New research from a collaborative effort of several U.S. universities suggests that parents who are less warm and employ ‘harsh parenting’ may have children who are less empathetic and more aggressive.
Researchers from The University of Pennsylvania, The University of Michigan and Michigan State looked together at 227 pairs of identical twins and found that parenting differences in each twin may predict the likelihood of the children being antisocial as adults.
The study was led by Dr. Rebecca Waller with The University of Pennsylvania, and looked at whether children lacked empathy and a ‘moral compass,’ traits that in a set are known as callous-unemotional (CU) traits. The teams found that in the twin pairs, the twin who had more strict or harshparenting and/or less emotional warmth from his/her parent had a greater likelihood of showing less empathy and even aggression.
Waller said that previous work done on callous-unemotional traits has looked at the genetics of the brain and biological bases, and maintains that parenting doesn’t matter much in that genes are going to behave as they’ve been genetically designed to do, regardless. But Waller’s team believed that environmental changes, including in parenting style, may help a child who was headed down an antisocial path less likely to do so.
The various teams used observation to look at the different aspects of parenting, and looked at the role of ‘parental warmth’ and ‘harsh parenting’ in the development of CU traits. Interestingly, a follow-up study of similar scope that looked at children who were adopted and therefore not biologically related to their parents also had similar findings. Waller says in that study, gene connection could play no part in the role of the development of the CU traits, though they were quick to note that genetic characteristics may have been what brought specific reactions from adoptive parents about. For instance, children who were not ‘naturally’ warm and affectionate may find their parents less so with them as well because it’s hard to maintain those behaviors when they aren’t often reciprocated.
Parents of the 454 studied children answered 50 questions about their home environments and the research teams rated harshness/warmth statements, and also asked mothers to report about 35 traits that were associated as aggressive or CU traits. They found that because identical twins have the same DNA and genes, the finding that parenting contributes to the possible development of callous-unemotional traits is more valid.
Waller believes that taking these findings and putting them into family intervention applications can help children who may be more likely to develop antisocial traits, or to help when they’ve already started to develop.

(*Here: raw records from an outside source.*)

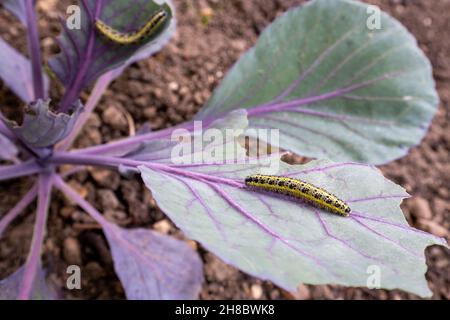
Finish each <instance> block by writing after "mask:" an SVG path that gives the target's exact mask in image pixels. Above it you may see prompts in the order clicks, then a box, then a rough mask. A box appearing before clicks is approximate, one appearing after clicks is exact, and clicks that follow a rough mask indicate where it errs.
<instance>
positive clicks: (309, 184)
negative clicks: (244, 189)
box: [245, 174, 351, 217]
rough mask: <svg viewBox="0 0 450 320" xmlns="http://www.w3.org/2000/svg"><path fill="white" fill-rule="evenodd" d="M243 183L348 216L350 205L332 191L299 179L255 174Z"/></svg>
mask: <svg viewBox="0 0 450 320" xmlns="http://www.w3.org/2000/svg"><path fill="white" fill-rule="evenodd" d="M245 185H246V186H248V187H252V188H255V189H259V190H264V191H270V192H275V193H281V194H284V195H288V196H290V197H293V198H297V199H300V200H303V201H305V202H307V203H309V204H311V205H313V206H314V207H317V208H320V209H324V210H327V211H328V212H332V213H336V214H339V215H342V216H345V217H346V216H348V215H349V214H350V212H351V209H350V207H349V206H348V205H347V204H346V203H345V202H344V201H343V200H341V199H339V198H338V197H336V196H335V195H333V194H332V193H330V192H328V191H326V190H324V189H322V188H319V187H316V186H314V185H312V184H310V183H307V182H305V181H302V180H300V179H294V178H288V177H282V176H270V175H262V174H255V175H250V176H248V177H246V178H245Z"/></svg>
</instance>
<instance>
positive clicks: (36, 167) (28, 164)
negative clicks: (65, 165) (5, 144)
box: [0, 160, 43, 181]
mask: <svg viewBox="0 0 450 320" xmlns="http://www.w3.org/2000/svg"><path fill="white" fill-rule="evenodd" d="M42 170H43V168H42V167H41V166H40V165H39V164H37V163H36V161H34V160H30V161H27V162H23V163H19V164H13V165H7V166H0V181H2V180H8V179H14V178H19V177H23V176H29V175H32V174H35V173H39V172H41V171H42Z"/></svg>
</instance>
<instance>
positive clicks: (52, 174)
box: [17, 173, 53, 300]
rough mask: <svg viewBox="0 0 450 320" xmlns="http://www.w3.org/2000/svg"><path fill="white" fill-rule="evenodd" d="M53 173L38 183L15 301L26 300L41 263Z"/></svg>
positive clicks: (32, 284)
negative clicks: (31, 239) (35, 210)
mask: <svg viewBox="0 0 450 320" xmlns="http://www.w3.org/2000/svg"><path fill="white" fill-rule="evenodd" d="M52 184H53V173H43V174H41V175H40V176H39V181H38V206H37V211H36V221H35V224H34V231H33V239H32V240H31V249H30V253H29V255H28V258H27V261H26V263H25V266H24V274H23V278H22V283H21V285H20V289H19V294H18V296H17V299H19V300H27V299H29V298H30V294H31V292H32V290H33V284H34V280H35V278H36V274H37V270H38V267H39V264H40V262H41V250H42V243H43V241H44V236H45V229H46V228H45V226H46V222H47V215H48V209H49V204H50V197H51V189H52Z"/></svg>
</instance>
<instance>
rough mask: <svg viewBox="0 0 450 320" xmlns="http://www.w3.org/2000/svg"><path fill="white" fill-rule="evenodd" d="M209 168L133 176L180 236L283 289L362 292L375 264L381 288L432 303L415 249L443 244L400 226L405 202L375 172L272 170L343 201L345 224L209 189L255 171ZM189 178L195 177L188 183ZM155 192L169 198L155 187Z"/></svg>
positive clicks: (325, 161)
mask: <svg viewBox="0 0 450 320" xmlns="http://www.w3.org/2000/svg"><path fill="white" fill-rule="evenodd" d="M213 167H214V166H204V167H201V166H200V167H195V169H191V170H190V171H189V175H186V176H180V175H177V176H176V175H174V174H165V173H163V172H160V171H154V170H152V169H149V168H146V167H141V168H140V170H141V174H142V178H143V180H144V182H145V184H146V185H147V187H148V188H149V189H150V190H151V191H152V194H153V195H154V197H155V199H156V201H157V203H158V205H159V206H160V208H161V209H162V210H163V211H164V212H165V213H166V214H167V215H168V216H169V217H170V218H171V219H172V220H173V221H174V222H175V223H176V224H177V226H178V227H180V228H181V229H182V230H183V231H184V232H185V233H186V234H187V235H188V236H189V237H191V238H193V239H195V240H197V241H199V242H200V243H202V245H204V246H205V247H206V248H207V249H209V250H211V251H212V252H214V253H215V254H217V255H218V256H220V257H221V258H222V259H223V260H225V261H226V262H228V263H230V264H233V265H234V266H236V267H238V268H240V269H242V270H243V271H245V272H248V273H250V274H252V275H255V276H258V277H261V278H264V279H268V280H271V281H273V282H275V283H276V284H277V285H280V286H281V287H283V288H286V289H288V290H295V289H296V286H297V285H298V284H299V283H308V284H326V283H334V284H341V285H347V286H366V284H367V279H368V277H369V274H368V268H369V267H370V266H374V265H375V266H377V267H378V268H379V269H380V275H381V283H380V284H381V287H382V288H385V289H394V288H400V289H402V290H406V291H410V292H413V293H416V294H418V295H420V296H429V295H430V294H431V292H430V290H429V289H428V287H427V284H426V281H425V278H424V273H425V272H426V268H427V267H426V264H425V256H424V249H425V248H426V247H427V246H429V245H433V244H441V245H446V242H445V240H443V239H439V238H436V237H434V236H432V235H430V234H427V233H425V232H422V231H420V230H416V229H413V228H411V227H409V226H408V224H407V222H406V220H405V218H404V216H403V214H402V212H401V209H400V208H399V204H400V202H401V200H402V199H403V198H405V197H407V196H408V195H407V193H406V192H405V191H404V190H403V189H402V188H401V187H399V186H397V185H395V184H394V183H392V182H390V181H388V180H386V179H385V178H384V177H383V176H382V175H381V174H380V172H379V171H378V170H377V169H375V168H373V167H370V166H364V165H359V164H352V163H342V164H336V163H332V162H329V161H314V162H311V163H309V164H307V165H305V166H289V165H286V164H280V170H279V172H278V173H277V174H279V175H283V176H286V175H288V176H291V177H297V178H301V179H303V180H306V181H307V182H310V183H313V184H315V185H317V186H320V187H323V188H325V189H326V190H328V191H330V192H332V193H334V194H336V195H337V196H338V197H340V198H342V199H344V200H348V201H349V204H350V206H351V207H352V209H353V210H354V211H353V212H352V214H351V215H350V217H349V218H344V217H341V216H337V215H333V214H330V213H327V212H323V211H321V210H319V209H315V208H313V207H310V206H307V205H303V204H301V203H298V202H295V201H291V200H287V199H285V198H280V197H278V196H274V195H268V194H262V193H258V192H254V191H250V190H247V189H245V188H237V187H235V186H231V185H226V184H220V183H217V182H212V181H214V180H215V179H218V178H222V179H230V180H231V181H243V179H244V177H245V176H246V175H248V174H252V173H255V166H252V165H238V164H235V165H223V166H215V167H214V168H213ZM219 167H220V168H219ZM218 168H219V169H218ZM221 171H222V172H223V174H220V172H221ZM196 172H198V173H201V174H202V175H201V178H195V173H196ZM208 175H210V176H211V181H209V180H208V179H206V178H205V176H208ZM362 181H370V183H364V184H362V183H361V182H362ZM161 185H164V186H165V188H164V189H165V190H171V192H170V193H169V192H166V191H164V190H162V188H159V187H156V186H161ZM166 188H167V189H166ZM174 195H176V196H174Z"/></svg>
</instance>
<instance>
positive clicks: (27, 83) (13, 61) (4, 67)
mask: <svg viewBox="0 0 450 320" xmlns="http://www.w3.org/2000/svg"><path fill="white" fill-rule="evenodd" d="M0 52H1V57H2V58H1V59H0V78H1V79H2V80H3V81H4V82H5V84H6V85H7V86H8V87H9V88H10V89H11V90H12V91H13V92H14V93H15V94H16V95H17V96H18V97H19V98H20V99H22V101H24V102H27V103H29V102H31V101H34V91H33V81H32V79H33V76H32V71H31V63H30V61H29V60H28V59H27V58H25V57H24V56H23V55H22V54H20V53H19V52H18V51H17V50H16V49H14V48H13V47H11V46H10V45H9V44H7V43H6V42H5V41H3V40H2V39H0ZM12 75H14V76H12ZM42 76H43V77H44V91H45V93H47V92H48V87H49V80H48V77H47V76H46V75H44V74H43V75H42Z"/></svg>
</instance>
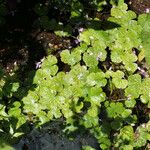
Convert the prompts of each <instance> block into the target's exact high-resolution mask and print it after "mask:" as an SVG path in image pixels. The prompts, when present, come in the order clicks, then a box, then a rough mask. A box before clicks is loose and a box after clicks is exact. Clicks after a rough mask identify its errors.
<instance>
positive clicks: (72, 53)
mask: <svg viewBox="0 0 150 150" xmlns="http://www.w3.org/2000/svg"><path fill="white" fill-rule="evenodd" d="M60 56H61V61H62V62H64V63H67V64H69V65H71V66H72V65H75V64H76V63H78V62H79V61H80V60H81V52H80V51H77V50H76V51H73V52H71V53H70V52H69V50H64V51H62V52H61V54H60Z"/></svg>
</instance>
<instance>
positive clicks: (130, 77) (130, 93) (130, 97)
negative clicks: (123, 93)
mask: <svg viewBox="0 0 150 150" xmlns="http://www.w3.org/2000/svg"><path fill="white" fill-rule="evenodd" d="M141 86H142V85H141V76H140V75H139V74H134V75H130V76H129V78H128V87H127V88H126V89H125V95H126V96H127V97H128V98H131V99H134V98H138V97H139V95H140V94H141Z"/></svg>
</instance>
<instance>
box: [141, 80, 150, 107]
mask: <svg viewBox="0 0 150 150" xmlns="http://www.w3.org/2000/svg"><path fill="white" fill-rule="evenodd" d="M141 93H142V95H141V97H140V98H141V102H142V103H144V104H146V103H148V102H150V78H145V79H144V80H143V82H142V85H141Z"/></svg>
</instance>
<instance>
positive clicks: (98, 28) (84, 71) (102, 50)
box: [0, 0, 150, 150]
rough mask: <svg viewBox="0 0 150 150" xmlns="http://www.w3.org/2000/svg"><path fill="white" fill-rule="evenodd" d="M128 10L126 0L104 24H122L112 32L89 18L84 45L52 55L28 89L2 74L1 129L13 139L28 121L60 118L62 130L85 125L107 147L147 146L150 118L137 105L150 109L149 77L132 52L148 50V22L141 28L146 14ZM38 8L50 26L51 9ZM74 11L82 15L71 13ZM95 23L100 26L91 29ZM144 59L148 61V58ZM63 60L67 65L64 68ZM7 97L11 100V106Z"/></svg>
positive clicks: (111, 13)
mask: <svg viewBox="0 0 150 150" xmlns="http://www.w3.org/2000/svg"><path fill="white" fill-rule="evenodd" d="M57 2H58V1H57ZM73 2H75V3H77V2H76V1H73ZM111 3H113V1H111ZM71 4H72V3H71ZM78 4H79V3H78ZM113 4H114V3H113ZM115 4H116V3H115ZM79 6H80V7H81V4H80V5H79ZM39 7H40V8H39ZM67 8H69V9H70V6H69V7H67ZM39 9H40V10H39ZM127 9H128V8H127V5H126V4H125V3H124V2H123V0H120V1H119V2H118V4H117V5H115V6H114V7H113V8H112V9H111V16H110V17H109V18H108V22H106V24H107V23H108V24H107V25H109V23H112V24H113V23H114V24H115V25H116V24H117V25H118V26H117V27H116V26H114V27H113V28H110V29H109V30H106V29H102V28H101V27H102V24H103V22H102V21H98V20H97V18H94V19H92V18H90V17H89V18H88V19H87V22H88V23H87V25H86V27H85V28H84V31H83V32H82V33H80V35H79V36H78V38H79V40H80V45H79V46H78V47H76V48H73V49H71V50H67V49H66V50H63V51H61V52H60V56H59V58H58V57H56V56H54V55H52V54H50V55H48V56H47V57H46V58H45V59H44V60H43V62H42V64H41V68H40V69H38V70H37V71H36V72H35V76H34V78H33V83H32V85H31V84H28V80H30V78H31V76H30V75H31V74H32V72H31V73H29V75H28V77H27V79H26V81H27V82H26V83H23V84H25V85H26V87H28V88H26V87H22V86H21V82H20V81H18V80H17V79H16V78H14V76H9V77H7V76H5V75H4V74H3V73H1V74H0V77H1V78H0V86H1V87H0V90H1V91H0V92H1V93H0V98H1V99H2V100H1V101H2V103H1V105H0V112H1V113H0V114H1V115H0V119H1V121H2V122H4V123H3V124H2V125H1V126H0V129H1V130H0V132H1V133H5V134H6V133H9V134H10V137H11V138H12V137H18V136H20V135H22V134H23V131H24V132H25V130H24V128H23V125H24V124H25V123H26V122H27V121H28V122H32V123H33V124H34V125H35V126H36V127H41V126H42V125H43V124H45V123H47V122H49V121H52V120H55V119H57V118H61V117H62V118H63V119H64V124H65V128H64V132H66V133H72V132H74V131H77V130H80V128H79V127H80V126H82V127H84V128H85V129H86V130H88V131H89V132H90V133H91V134H93V135H94V136H95V138H96V139H97V141H98V143H99V145H100V148H101V149H103V150H105V149H109V148H110V147H113V148H117V149H118V148H119V149H123V150H127V149H131V150H132V149H138V148H141V147H142V148H143V147H144V146H145V147H146V144H147V143H148V141H150V133H149V131H150V125H149V117H150V116H149V114H146V115H145V116H144V118H145V120H144V121H145V122H141V121H142V120H141V118H140V117H141V116H140V115H142V114H140V112H139V113H137V111H136V107H138V105H139V104H138V103H140V104H141V105H142V104H143V105H144V106H145V107H146V109H148V108H149V107H150V94H149V91H150V78H149V77H147V78H144V77H143V78H142V77H141V75H140V74H138V73H137V72H136V70H137V68H138V63H137V61H138V55H137V54H136V53H135V51H134V50H135V48H136V49H138V50H137V51H138V53H140V52H141V51H142V50H141V49H140V47H141V45H142V44H143V45H144V49H145V54H146V53H148V50H147V47H148V46H147V39H146V41H145V38H146V37H147V34H146V33H145V30H146V29H147V28H148V23H149V22H148V21H146V23H145V25H144V27H143V26H142V24H143V22H145V20H144V19H142V18H143V17H142V16H140V17H139V18H138V19H137V16H136V14H135V13H134V12H132V11H130V10H127ZM37 10H38V11H37ZM35 11H36V12H37V14H38V15H39V16H40V17H41V18H43V19H45V20H46V23H43V22H42V25H45V24H46V26H49V22H47V20H48V18H47V16H46V15H47V8H45V7H44V6H42V7H41V6H39V5H37V6H36V7H35ZM72 15H79V16H80V15H81V14H80V13H77V12H73V13H72ZM146 17H147V18H148V17H149V14H148V15H147V16H146ZM146 17H145V18H146ZM136 19H137V20H136ZM44 22H45V21H44ZM54 22H55V21H54ZM55 23H56V22H55ZM50 24H51V23H50ZM91 24H92V25H91ZM93 25H94V26H97V28H94V27H93V28H92V26H93ZM45 28H46V27H45ZM145 28H146V29H145ZM53 29H54V28H53ZM143 31H144V36H143V38H142V37H141V34H142V32H143ZM142 40H143V42H142ZM145 42H146V43H145ZM143 57H146V56H143ZM146 60H147V62H148V63H149V60H148V57H147V58H146ZM59 61H61V63H63V64H64V65H65V66H66V67H68V68H69V69H68V70H67V71H66V70H63V71H60V68H59V67H60V66H59V65H58V64H59ZM8 83H9V84H8ZM20 93H21V94H22V95H24V96H22V95H21V94H20ZM3 98H7V100H8V103H7V105H5V104H4V100H3ZM6 108H7V112H6ZM144 109H145V108H144ZM142 117H143V116H142ZM16 118H17V120H16ZM6 122H7V123H8V125H7V127H5V126H4V124H5V123H6ZM136 141H137V142H136ZM83 149H93V148H91V147H88V146H87V147H83Z"/></svg>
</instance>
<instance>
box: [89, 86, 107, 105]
mask: <svg viewBox="0 0 150 150" xmlns="http://www.w3.org/2000/svg"><path fill="white" fill-rule="evenodd" d="M105 98H106V95H105V93H104V92H103V91H102V89H101V88H100V87H96V86H95V87H92V88H90V89H89V91H88V99H89V102H91V103H92V104H95V105H97V106H100V103H101V102H103V101H105Z"/></svg>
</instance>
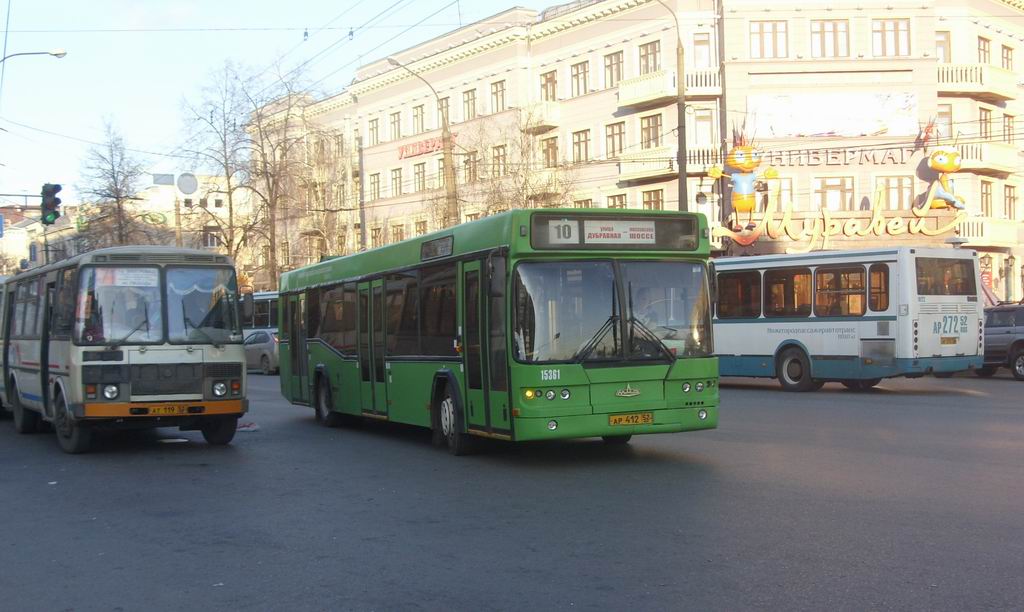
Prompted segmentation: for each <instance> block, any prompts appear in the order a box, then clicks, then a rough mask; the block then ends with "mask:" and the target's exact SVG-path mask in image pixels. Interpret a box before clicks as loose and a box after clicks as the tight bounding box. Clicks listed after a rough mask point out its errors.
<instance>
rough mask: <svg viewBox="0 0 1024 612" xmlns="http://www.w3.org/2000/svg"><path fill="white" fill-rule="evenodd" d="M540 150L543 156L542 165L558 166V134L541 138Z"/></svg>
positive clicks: (548, 166) (549, 167)
mask: <svg viewBox="0 0 1024 612" xmlns="http://www.w3.org/2000/svg"><path fill="white" fill-rule="evenodd" d="M541 152H542V154H543V156H544V167H545V168H554V167H555V166H558V136H554V137H552V138H545V139H544V140H541Z"/></svg>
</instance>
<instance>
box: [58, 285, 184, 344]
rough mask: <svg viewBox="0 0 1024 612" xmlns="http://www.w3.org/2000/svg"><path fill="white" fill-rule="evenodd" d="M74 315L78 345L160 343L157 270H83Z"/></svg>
mask: <svg viewBox="0 0 1024 612" xmlns="http://www.w3.org/2000/svg"><path fill="white" fill-rule="evenodd" d="M80 277H81V279H82V280H81V285H80V288H81V290H80V293H79V299H78V307H77V309H76V315H75V339H76V341H77V342H78V343H79V344H111V345H120V344H123V343H125V342H129V343H132V344H139V343H153V342H161V341H162V340H163V337H164V323H163V316H162V313H163V297H162V296H161V293H160V270H159V269H158V268H157V267H155V266H154V267H150V266H132V267H108V266H101V267H86V268H83V269H82V272H81V274H80Z"/></svg>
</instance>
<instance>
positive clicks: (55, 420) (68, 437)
mask: <svg viewBox="0 0 1024 612" xmlns="http://www.w3.org/2000/svg"><path fill="white" fill-rule="evenodd" d="M53 433H55V434H56V436H57V444H59V445H60V449H61V450H63V451H65V452H67V453H68V454H81V453H83V452H88V451H89V449H91V448H92V433H93V430H92V425H91V424H89V423H85V422H84V421H76V420H75V419H74V418H73V417H72V414H71V410H69V409H68V402H67V401H65V398H63V393H57V397H56V399H55V400H54V402H53Z"/></svg>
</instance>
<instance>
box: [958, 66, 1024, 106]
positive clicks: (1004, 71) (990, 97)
mask: <svg viewBox="0 0 1024 612" xmlns="http://www.w3.org/2000/svg"><path fill="white" fill-rule="evenodd" d="M1020 79H1021V77H1020V75H1018V74H1016V73H1014V72H1013V71H1008V70H1006V69H1004V68H999V67H997V65H990V64H987V63H940V64H939V65H938V82H939V83H938V85H939V95H965V96H972V97H977V98H980V99H984V100H988V101H993V102H997V101H1001V100H1009V99H1014V98H1016V97H1018V96H1020V88H1019V87H1018V82H1019V81H1020Z"/></svg>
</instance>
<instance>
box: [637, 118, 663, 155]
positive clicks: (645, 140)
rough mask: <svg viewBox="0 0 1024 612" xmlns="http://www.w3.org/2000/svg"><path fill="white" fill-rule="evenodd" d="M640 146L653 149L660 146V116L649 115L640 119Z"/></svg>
mask: <svg viewBox="0 0 1024 612" xmlns="http://www.w3.org/2000/svg"><path fill="white" fill-rule="evenodd" d="M640 146H641V147H642V148H654V147H655V146H662V116H660V115H651V116H649V117H641V118H640Z"/></svg>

The team also is quick to note that parents are not to ‘blame’ for a child’s CU or antisocial behaviors, but the recognition that some children are difficult to parent may lead to interventions that will make relationships and behaviors better for all family members.
Though there are limitations to the study, the scientists believe that this gives a bigger idea of how antisocial behaviors may come about, and stresses the importance of helping parents feel confident and competent in their parenting so they can give extra support to children who may need it.
All the more reason to stress the benefits of attachment parenting and gentle parenting techniques as we can.